“Oh, for fucks sake,” Zack snapped. “The more she cries and begs, the harder I get, Noah. How the fuck is that a brick for a happy and healthy relationship?” Her softness had crept in between the walls of his heart. Vining and intertwining into the darkest parts of him. She wasn’t asking him to change, but God, she was changing him.
“Not everything that hurts is bad.”
“It’s not that simple.”
“Honestly, it is. Just because you haven’t had a dynamic or feeling like this with someone before doesn’t make it any less valid and real.” Noah handed Zack another drink and opened a beer for himself.
“I can’t stand myself most times.”
“To intrude,” Noah shrugged unapologetically. “The three of you flow effortlessly. Anyone can see it.”
For weeks, Zack had purposely pushed Sophie’s limits. Harder on her than any previous play partner. It was clear to see she wasn’t casual to Aiden. The more they played together, the more they flowed fluently during and after a scene—a comfortable dance where words weren’t needed.
She’d brought them all to a new level of comfort.
The thought alone was a terrifying prospect.
He’d been trying to pick apart her reaction. Her quiet submission. The tears he’d so dearly loved to provoke.
Sophie needed someone who would take care of her after he broke her apart, and Aiden did that beautifully. He was a warm, steady presence. But the thought of them finding that rhythm without him, of Aiden’s gentle hands being the only ones to put her back together, was a shard of glass under his skin.
He was the architect of her beautiful ruin; Aiden was the cleanup crew.
But even that wasn’t fair. Aiden wasn’t cleaning up a mess. He was tending to a garden that Zack had forced into bloom, coaxing the fragile petals open after a violent storm. One couldn’t exist without the other. The storm and the garden. The lightning and the earth it strikes.
It was the quiet moments that began to call to him louder than her sweet cries beneath them. Which only made things murkier for Zack and Aiden’s own relationship.
“You can have both.”
Forming a triad with his best friend and their mutual lover was never a thought that’d occurred to him.

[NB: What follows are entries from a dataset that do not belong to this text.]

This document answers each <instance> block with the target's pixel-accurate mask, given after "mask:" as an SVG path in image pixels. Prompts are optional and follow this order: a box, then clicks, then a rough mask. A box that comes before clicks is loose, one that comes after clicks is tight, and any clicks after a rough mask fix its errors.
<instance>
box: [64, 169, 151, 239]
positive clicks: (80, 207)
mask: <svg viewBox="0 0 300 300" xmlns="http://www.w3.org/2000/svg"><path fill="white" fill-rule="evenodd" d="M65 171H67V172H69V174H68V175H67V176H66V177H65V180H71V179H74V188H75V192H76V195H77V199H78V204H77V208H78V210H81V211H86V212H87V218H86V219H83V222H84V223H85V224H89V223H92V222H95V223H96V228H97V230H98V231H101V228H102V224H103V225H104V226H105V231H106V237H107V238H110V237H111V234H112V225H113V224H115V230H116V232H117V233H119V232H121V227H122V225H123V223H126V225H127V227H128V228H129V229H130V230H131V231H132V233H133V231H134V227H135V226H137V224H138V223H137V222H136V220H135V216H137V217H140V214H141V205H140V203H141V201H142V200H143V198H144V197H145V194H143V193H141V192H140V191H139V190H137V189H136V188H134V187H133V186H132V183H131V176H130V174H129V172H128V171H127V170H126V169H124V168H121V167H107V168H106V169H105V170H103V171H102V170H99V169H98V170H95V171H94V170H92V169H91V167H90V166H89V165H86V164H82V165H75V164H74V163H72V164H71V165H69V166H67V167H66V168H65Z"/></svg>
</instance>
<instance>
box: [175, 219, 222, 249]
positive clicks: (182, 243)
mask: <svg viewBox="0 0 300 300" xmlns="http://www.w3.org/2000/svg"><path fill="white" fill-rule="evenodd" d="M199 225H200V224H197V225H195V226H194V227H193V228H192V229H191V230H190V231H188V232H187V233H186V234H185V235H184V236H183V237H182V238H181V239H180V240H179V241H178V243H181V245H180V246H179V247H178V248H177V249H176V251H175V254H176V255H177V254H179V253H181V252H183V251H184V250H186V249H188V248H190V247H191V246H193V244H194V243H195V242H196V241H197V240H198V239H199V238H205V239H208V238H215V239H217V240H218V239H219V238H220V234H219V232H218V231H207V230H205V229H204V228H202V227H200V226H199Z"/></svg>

The possibility of moving things forward only added to the unknown variable of things falling apart, which was unsettling.
With more to lose, was it worth the gamble?
EIGHT
Aiden
“You slipped in early this morning.” Aiden watched Zack through the bathroom mirror. He snickered and continued shaving. “Couldn’t stay away, I see. I know we're irresistible.”
“A man can come home and crawl into his bed after spending too many hours in a metal box filled with co-workers.”
He watched him quietly, noticing the way Zack looked less guarded in the dim morning light. There was a weariness that had nothing to do with travel. “We missed you.”
Zack grunted, turning around to stare out of the floor-to-ceiling windows, the city stirring below. “Business was profitable. That’s all that matters.”
“Is that all that matters?”
The question hung in the air, sharp and clean as the scent of Zack’s aftershave. Aiden rinsed his razor, set it aside, and turned to face him fully, leaning back against the marble counter. He wasn’t going to let him retreat into that fortress of silence.
“When are you going to think of me as an equal?” His words held no malice.
“I do.”
“In business, but not your bed.”
Zack paused at Aiden’s words. The realization was clear and he hadn’t seen it in that way.
“I didn’t know.” He stepped closer until Aiden pressed against the wall. Zack’s eyes blazed.